Nevertheless, it has been shown that p53 phosphorylation is affected by certain MMR factors,15 and there does seem to be some cross-talk between the MMR and the p53 pathways. Although it is possible that some small degree of IR-induced apoptosis depends on this cross-talk, Zeng’s report suggests that the majority of the detectable IR-induced, MMR-dependent apoptosis and cytotoxicity is independent of it. IR generates a large number of lesions in DNA, including double-strand breaks, single-strand breaks, and a wide variety of base and sugar damage.

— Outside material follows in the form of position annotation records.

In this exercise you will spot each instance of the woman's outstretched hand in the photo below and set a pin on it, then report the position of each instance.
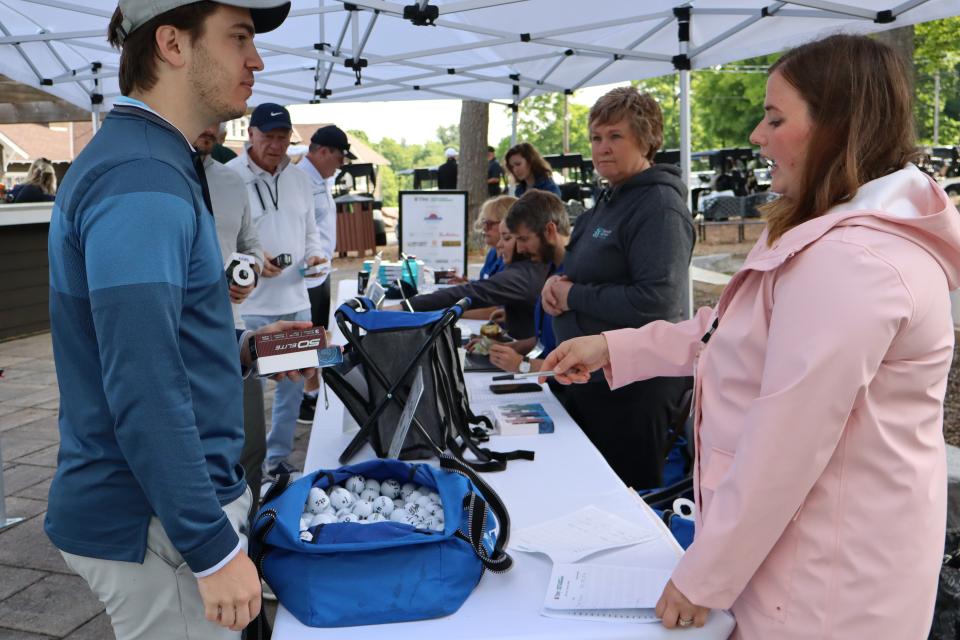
(573, 361)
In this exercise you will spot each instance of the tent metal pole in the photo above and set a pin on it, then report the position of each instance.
(4, 520)
(936, 107)
(682, 64)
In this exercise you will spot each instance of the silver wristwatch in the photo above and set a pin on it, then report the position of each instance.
(524, 365)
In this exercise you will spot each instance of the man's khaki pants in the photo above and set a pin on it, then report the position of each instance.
(160, 598)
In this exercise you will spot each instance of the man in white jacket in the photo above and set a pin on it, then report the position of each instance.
(281, 206)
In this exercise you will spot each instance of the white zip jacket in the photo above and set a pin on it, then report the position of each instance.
(281, 206)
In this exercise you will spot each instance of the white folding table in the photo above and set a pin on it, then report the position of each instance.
(567, 474)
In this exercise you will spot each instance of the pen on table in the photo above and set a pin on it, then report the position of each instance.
(520, 376)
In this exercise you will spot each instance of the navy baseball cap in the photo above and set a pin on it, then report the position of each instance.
(334, 137)
(267, 15)
(269, 116)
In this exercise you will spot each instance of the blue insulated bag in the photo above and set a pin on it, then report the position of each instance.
(360, 574)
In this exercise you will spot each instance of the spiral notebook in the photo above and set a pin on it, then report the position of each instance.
(604, 592)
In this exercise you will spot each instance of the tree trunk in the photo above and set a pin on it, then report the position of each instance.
(472, 162)
(901, 40)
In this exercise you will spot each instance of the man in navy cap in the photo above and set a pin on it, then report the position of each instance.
(282, 208)
(149, 502)
(329, 148)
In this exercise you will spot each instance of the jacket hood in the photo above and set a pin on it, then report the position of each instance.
(665, 174)
(907, 203)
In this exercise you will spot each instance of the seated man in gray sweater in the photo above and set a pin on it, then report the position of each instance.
(516, 289)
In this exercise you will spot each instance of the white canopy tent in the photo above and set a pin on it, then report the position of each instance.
(488, 50)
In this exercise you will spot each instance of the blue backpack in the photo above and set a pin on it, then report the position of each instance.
(360, 574)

It is likely that cell death from strand breaks is independent of MMR. However, IR-induced base damage, or at least some subset of it, may be subject to MMR recognition.6 On the basis of the emerging model for the alkylation damage-response pathway,26 it is further proposed that this recognition initiates a signal transduction pathway that leads to apoptosis. More and more data suggest that this pathway does not require p53, although MMR recognition of base damage may signal p53 for other purposes. Aside from p53, recent work suggests that MMR-associated signaling involves a number of other factors, including c-abl and p73.26 p73 is a homologue of p53, and one possibility is that MMR signals apoptosis following IR via a p73-dependent pathway. Such a role for p73 in the case of cis-platinum exposure was proposed.26
Aside from the well-established concept that p53 can mediate apoptosis following IR, emerging data also support the concept that MMR can trigger apoptosis in a p53-independent pathway. Additional research to more fully understand the MMR-mediated apoptotic signaling is very important, not only to enhance molecular understanding of DNA repair and apoptosis, but also for the future development of better and more effective cancer treatments. (Dr. Zeng is a Resident and Ms. Narayanan is a Research Associate in Therapeutic Radiology, and Dr. Glazer is Professor of Therapeutic Radiology and Genetics, Yale School of Medicine, New Haven, CT.)